How to Change Things When Change is Hard

Change is inevitably hard. Throughout my career it is change and persuading others to adopt change that takes the most time, whether it is changing culture, processes, or technology. Everyone falls into habits and changes those habits requires energy, and motivation. Switch by the Heath brothers builds a framework to help guide change management whether it be in an organization or your personal life.

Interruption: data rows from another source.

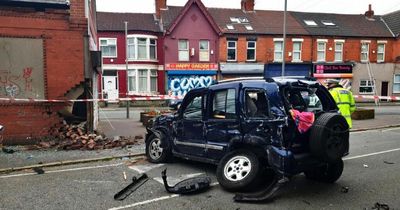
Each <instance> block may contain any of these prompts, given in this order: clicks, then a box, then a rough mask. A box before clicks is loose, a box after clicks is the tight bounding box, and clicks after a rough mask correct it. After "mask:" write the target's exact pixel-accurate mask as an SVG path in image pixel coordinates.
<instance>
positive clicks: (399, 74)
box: [393, 74, 400, 93]
mask: <svg viewBox="0 0 400 210" xmlns="http://www.w3.org/2000/svg"><path fill="white" fill-rule="evenodd" d="M396 76H397V77H398V78H399V79H398V81H397V80H396ZM395 86H399V88H398V89H399V91H395V89H394V87H395ZM393 93H400V74H395V75H394V76H393Z"/></svg>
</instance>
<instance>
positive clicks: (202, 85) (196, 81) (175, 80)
mask: <svg viewBox="0 0 400 210" xmlns="http://www.w3.org/2000/svg"><path fill="white" fill-rule="evenodd" d="M213 82H214V77H213V76H193V75H191V76H170V77H169V78H168V88H169V94H170V95H172V96H183V95H185V94H186V93H187V92H188V91H189V90H191V89H194V88H201V87H208V86H210V85H211V84H213Z"/></svg>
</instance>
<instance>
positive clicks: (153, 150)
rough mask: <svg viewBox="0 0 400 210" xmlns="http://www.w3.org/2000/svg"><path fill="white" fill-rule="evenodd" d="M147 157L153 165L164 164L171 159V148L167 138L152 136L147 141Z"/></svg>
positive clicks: (146, 147)
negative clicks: (155, 164) (155, 163)
mask: <svg viewBox="0 0 400 210" xmlns="http://www.w3.org/2000/svg"><path fill="white" fill-rule="evenodd" d="M146 156H147V159H148V160H149V162H151V163H163V162H166V161H167V160H168V159H169V158H170V157H171V148H170V146H169V142H168V140H167V139H166V137H165V136H164V135H163V134H162V133H160V134H159V135H155V134H151V135H150V137H149V138H148V139H147V140H146Z"/></svg>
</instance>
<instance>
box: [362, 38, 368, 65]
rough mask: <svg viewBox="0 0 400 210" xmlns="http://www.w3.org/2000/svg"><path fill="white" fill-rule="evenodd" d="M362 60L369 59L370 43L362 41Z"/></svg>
mask: <svg viewBox="0 0 400 210" xmlns="http://www.w3.org/2000/svg"><path fill="white" fill-rule="evenodd" d="M361 61H364V62H366V61H369V43H366V42H364V43H361Z"/></svg>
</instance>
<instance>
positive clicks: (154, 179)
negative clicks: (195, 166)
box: [153, 173, 204, 185]
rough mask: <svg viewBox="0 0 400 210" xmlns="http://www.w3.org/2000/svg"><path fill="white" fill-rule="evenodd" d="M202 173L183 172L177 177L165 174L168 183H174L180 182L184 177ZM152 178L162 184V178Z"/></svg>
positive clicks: (188, 177)
mask: <svg viewBox="0 0 400 210" xmlns="http://www.w3.org/2000/svg"><path fill="white" fill-rule="evenodd" d="M202 174H204V173H196V174H184V175H180V176H179V177H173V176H167V177H168V178H167V180H168V184H169V185H176V184H177V183H178V182H180V181H182V180H184V179H189V178H192V177H196V176H200V175H202ZM153 179H154V180H155V181H157V182H159V183H161V184H164V181H163V180H162V178H161V177H154V178H153Z"/></svg>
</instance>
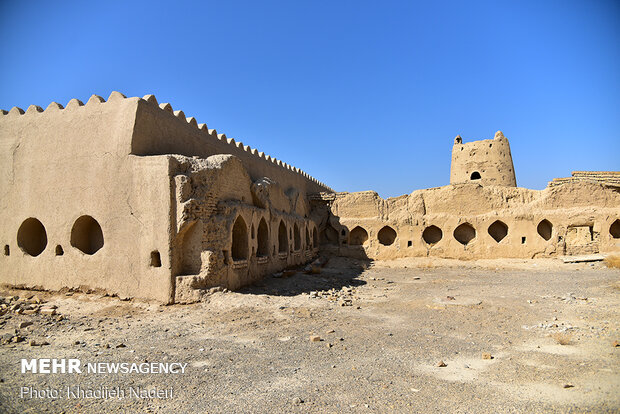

Switch tells us that we are guided by two distinct ‘characters’: the rider, and the elephant. The rider is a rational being, the one that tells us we should diet or workout more. The problem is the rider gets exhausted, it is hard to constantly stick to change, to reroute our brains. The elephant is more laid back and needs to see that change is easy, its easier to motivate. To switch habits you must:

  • Direct the Rider
    • Bright Spots – find what is working rather than what is not. I.E find out who is not getting sick and find out what they are doing differently
    • Critical Moves – rather than building a large strategy, focus on one or two small steps that if adopted would change behavior.
    • Point to the Destination – show the end result, easy to rally when everyone knows where they are going.
  • Motivate the Elephant
    • Find the Feeling – emotion trumps rationale each time, if those you are influencing can see it then they can address it.
    • Shrink the Change – break down a larger problem into smaller one. Start cleaning for 5 minutes, then see if you stop.
    • Grow your People – grow an identity, this is where culture plays a large part.
  • Shape the Path
    • Tweak the Environment – behavior changes when the situation changes.
    • Build Habits – self explanatory.
    • Rally the Herd – behavior is contagious, get your people to see you and your change.

Self-help books are hard to get through sometimes, but the Heath brothers use statistics and psychology research to show their framework works. I doubt that one read will change how I do things, but using the recommended reading list will hopefully build a stable foundation to build on.